History

United States
- Name: USS L. A. Dempsey
- Namesake: Previous name retained
- Completed: 1890
- Acquired: 13 September 1917
- Commissioned: 1917
- Decommissioned: 11 July 1919
- Fate: Returned to owner 11 July 1919
- Notes: Operated as commercial tug Mascot and L. A. Dempsey 1890-1917 and from 1919

General characteristics
- Type: Patrol vessel and tug
- Tonnage: 41 Gross register tons
- Length: 62 ft 6 in (19.05 m)
- Beam: 15 ft 10 in (4.83 m)
- Draft: 6 ft 6 in (1.98 m)
- Speed: 7.8 knots
- Complement: 8
- Armament: 1 × 3-pounder

= USS L. A. Dempsey =

Patrol vessel of the United States Navy

USS L. A. Dempsey (SP-1231) was a United States Navy armed tug that was in commission as a patrol vessel from 1917 to 1919.
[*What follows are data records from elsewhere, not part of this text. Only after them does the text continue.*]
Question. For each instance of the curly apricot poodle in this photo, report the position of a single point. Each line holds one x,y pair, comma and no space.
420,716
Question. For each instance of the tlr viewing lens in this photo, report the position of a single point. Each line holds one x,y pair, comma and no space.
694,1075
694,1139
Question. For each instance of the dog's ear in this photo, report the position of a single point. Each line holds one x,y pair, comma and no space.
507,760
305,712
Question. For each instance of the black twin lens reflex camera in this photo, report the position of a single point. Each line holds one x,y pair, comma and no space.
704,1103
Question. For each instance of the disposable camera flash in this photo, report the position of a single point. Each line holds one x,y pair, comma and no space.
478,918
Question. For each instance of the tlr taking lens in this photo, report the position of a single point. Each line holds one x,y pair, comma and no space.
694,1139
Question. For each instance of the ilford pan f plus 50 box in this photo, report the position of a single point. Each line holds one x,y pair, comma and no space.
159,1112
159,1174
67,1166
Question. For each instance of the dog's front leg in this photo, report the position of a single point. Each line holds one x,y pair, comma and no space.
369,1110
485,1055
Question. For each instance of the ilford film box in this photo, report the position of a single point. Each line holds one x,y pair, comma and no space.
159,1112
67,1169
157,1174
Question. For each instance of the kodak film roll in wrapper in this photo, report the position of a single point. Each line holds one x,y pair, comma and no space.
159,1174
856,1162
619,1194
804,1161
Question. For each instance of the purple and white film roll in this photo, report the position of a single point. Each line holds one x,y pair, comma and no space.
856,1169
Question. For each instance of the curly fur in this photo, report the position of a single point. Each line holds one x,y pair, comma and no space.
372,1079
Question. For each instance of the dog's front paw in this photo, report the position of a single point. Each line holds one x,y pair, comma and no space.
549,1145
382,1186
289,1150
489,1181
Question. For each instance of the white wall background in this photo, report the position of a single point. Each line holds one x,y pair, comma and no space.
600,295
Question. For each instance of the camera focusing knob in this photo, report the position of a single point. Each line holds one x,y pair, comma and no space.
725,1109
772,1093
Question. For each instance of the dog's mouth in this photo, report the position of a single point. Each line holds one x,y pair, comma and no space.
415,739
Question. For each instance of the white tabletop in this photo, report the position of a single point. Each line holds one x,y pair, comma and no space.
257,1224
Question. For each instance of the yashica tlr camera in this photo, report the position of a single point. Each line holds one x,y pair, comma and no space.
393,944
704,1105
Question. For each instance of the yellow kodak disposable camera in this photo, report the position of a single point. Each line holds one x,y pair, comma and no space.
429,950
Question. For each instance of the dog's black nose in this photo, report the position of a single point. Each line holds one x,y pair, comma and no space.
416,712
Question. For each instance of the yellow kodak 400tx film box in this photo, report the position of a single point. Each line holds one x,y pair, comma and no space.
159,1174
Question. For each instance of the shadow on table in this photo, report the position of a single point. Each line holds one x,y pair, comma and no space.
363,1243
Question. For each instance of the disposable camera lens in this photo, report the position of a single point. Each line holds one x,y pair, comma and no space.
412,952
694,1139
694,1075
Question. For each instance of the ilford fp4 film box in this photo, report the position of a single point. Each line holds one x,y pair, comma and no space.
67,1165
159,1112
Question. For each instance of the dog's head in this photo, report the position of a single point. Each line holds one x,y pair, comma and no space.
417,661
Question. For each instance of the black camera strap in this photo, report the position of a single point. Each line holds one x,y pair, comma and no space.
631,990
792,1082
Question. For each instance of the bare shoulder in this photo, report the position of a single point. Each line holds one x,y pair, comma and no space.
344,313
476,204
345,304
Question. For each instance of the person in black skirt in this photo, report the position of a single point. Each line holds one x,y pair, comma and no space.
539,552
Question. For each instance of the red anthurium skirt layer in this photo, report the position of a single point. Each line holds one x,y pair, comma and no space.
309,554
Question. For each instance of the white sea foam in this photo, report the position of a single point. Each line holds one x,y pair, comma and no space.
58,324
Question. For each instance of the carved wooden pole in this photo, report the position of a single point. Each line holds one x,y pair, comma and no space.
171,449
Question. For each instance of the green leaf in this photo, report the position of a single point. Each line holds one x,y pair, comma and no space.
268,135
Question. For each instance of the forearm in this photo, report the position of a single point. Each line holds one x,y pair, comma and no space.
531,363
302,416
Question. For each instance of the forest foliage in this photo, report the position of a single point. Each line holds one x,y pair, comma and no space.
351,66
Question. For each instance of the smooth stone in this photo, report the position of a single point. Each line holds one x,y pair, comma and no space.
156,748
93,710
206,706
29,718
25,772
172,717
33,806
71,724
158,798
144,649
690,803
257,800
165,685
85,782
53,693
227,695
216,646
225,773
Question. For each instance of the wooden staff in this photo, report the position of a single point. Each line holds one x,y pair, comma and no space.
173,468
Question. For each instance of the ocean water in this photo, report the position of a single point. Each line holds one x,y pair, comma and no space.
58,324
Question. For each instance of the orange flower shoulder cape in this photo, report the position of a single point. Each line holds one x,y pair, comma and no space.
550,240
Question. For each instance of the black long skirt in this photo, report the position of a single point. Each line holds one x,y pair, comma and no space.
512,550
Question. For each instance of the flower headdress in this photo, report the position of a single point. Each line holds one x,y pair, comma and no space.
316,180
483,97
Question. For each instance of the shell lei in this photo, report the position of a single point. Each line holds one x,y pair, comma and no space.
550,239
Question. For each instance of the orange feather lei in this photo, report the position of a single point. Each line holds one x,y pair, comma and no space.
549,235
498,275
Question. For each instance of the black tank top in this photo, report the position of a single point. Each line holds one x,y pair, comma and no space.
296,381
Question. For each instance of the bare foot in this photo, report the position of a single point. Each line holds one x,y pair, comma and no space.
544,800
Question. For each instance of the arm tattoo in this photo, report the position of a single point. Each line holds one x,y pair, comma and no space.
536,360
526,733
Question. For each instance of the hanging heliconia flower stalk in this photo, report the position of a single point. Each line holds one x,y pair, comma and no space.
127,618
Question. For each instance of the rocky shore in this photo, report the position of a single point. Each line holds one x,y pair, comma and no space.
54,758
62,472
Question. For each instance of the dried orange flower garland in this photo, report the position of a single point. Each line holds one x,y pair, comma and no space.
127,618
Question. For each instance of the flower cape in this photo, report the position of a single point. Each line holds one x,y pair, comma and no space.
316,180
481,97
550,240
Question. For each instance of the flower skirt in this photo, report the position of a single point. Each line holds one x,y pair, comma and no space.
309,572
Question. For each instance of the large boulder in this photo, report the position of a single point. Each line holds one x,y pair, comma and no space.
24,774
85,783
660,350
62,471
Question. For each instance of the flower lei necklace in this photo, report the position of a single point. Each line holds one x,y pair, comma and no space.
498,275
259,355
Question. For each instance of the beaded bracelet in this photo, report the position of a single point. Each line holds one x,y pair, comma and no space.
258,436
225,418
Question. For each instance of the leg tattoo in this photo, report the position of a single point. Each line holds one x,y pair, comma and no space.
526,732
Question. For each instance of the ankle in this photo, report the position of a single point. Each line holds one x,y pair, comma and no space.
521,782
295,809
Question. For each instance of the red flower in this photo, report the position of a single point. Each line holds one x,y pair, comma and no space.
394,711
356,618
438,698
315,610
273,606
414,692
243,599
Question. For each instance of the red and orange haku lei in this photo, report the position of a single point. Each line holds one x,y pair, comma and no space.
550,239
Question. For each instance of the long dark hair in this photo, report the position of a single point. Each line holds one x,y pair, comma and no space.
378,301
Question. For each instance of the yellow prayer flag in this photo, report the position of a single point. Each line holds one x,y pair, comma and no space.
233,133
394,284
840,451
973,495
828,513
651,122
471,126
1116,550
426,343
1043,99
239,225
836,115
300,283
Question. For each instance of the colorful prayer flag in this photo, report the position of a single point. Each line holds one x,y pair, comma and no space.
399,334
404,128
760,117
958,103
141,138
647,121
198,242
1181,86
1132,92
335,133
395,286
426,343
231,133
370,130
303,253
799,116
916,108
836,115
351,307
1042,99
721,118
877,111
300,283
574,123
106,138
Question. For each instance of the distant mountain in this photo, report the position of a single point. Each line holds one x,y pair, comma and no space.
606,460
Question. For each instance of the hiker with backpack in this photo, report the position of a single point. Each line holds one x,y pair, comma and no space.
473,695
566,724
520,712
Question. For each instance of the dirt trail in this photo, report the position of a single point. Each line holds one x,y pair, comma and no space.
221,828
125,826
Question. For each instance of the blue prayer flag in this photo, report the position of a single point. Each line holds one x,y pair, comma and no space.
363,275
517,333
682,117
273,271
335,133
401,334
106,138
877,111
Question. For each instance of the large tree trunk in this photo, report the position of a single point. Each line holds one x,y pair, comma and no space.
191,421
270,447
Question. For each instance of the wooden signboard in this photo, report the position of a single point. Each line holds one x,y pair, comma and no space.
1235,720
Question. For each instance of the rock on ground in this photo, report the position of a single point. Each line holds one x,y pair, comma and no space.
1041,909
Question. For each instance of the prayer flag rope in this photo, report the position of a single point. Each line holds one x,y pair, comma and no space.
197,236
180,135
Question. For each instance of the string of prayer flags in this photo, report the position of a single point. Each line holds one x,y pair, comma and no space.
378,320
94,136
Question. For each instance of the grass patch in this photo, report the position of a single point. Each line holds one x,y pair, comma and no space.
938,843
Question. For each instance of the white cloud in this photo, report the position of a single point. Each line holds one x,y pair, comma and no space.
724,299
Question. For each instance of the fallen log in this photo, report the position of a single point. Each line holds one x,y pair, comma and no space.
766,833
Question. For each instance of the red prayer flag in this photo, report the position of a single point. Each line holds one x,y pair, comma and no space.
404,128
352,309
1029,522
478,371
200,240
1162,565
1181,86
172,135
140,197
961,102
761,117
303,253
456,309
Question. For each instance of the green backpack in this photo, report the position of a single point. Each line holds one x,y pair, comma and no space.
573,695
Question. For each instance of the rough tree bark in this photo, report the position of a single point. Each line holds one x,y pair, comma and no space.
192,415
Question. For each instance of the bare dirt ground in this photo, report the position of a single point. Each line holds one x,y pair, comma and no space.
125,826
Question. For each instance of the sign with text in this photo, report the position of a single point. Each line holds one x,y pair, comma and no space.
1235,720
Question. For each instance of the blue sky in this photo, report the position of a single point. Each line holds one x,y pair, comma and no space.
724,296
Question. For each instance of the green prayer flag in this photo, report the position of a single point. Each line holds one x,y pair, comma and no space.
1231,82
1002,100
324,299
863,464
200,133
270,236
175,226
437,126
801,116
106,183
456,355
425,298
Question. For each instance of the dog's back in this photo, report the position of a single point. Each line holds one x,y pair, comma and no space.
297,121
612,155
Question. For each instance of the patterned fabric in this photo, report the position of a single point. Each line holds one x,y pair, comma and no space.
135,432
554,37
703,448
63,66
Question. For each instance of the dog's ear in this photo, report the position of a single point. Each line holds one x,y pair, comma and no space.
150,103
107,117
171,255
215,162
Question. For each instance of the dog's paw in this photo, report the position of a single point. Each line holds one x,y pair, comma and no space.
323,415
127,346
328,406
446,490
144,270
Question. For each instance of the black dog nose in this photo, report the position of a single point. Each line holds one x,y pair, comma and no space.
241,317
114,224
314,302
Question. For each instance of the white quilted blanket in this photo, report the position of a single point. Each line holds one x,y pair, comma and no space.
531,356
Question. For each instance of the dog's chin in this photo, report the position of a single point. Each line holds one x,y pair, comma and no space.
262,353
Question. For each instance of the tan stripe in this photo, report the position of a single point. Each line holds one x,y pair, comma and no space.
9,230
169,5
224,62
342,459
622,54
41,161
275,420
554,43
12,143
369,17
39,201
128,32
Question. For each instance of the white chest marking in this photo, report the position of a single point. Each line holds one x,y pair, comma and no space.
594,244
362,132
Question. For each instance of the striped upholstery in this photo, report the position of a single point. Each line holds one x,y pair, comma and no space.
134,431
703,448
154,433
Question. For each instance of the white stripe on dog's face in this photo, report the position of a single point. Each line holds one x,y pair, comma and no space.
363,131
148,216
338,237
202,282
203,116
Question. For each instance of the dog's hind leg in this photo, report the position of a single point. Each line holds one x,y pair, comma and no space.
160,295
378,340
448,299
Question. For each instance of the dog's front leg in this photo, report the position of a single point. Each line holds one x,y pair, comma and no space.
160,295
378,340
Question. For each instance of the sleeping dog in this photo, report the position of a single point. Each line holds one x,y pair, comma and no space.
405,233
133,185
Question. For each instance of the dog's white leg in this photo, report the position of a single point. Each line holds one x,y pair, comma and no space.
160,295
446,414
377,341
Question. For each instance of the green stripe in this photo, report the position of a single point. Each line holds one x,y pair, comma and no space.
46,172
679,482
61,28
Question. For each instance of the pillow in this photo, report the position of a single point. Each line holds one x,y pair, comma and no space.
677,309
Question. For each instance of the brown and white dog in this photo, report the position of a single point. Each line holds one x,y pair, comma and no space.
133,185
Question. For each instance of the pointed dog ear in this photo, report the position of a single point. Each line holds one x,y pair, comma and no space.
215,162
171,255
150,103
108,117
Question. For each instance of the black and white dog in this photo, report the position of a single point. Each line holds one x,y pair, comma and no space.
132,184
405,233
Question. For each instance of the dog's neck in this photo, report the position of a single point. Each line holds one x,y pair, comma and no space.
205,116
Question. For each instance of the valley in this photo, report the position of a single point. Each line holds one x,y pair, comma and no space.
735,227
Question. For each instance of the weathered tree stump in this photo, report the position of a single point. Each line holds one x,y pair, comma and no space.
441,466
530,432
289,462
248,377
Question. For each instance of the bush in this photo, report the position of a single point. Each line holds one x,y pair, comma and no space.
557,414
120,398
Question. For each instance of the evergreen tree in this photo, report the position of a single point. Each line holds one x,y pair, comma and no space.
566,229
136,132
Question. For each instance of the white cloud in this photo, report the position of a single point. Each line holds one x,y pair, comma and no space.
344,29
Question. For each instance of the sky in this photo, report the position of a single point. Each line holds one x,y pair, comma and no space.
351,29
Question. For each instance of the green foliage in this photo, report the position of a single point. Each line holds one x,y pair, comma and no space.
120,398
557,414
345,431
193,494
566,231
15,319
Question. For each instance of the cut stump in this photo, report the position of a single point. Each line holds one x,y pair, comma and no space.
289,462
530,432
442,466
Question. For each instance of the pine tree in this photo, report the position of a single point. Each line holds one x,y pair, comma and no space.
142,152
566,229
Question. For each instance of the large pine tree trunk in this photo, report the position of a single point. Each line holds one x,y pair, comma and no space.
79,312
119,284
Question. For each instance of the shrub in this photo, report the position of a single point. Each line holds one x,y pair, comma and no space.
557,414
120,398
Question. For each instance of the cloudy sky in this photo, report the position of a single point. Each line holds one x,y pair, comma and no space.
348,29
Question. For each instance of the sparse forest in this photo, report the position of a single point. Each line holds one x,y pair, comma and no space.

L. A. Dempsey was built as the commercial tug Mascot in 1890 in Philadelphia, Pennsylvania. She later was renamed L. A. Dempsey. On 13 September 1917, the U.S. Navy acquired her from her owner, Dempsey & Son of Norfolk, Virginia, for use as a section patrol boat during World War I. She was commissioned as USS L. A. Dempsey (SP-1231).

Assigned to the 5th Naval District and based at Norfolk, L. A. Dempsey served as a section patrol boat for the rest of World War I and into 1919.

The Navy decommissioned L. A. Dempsey on 11 July 1919 and returned her to Dempsey & Son the same day.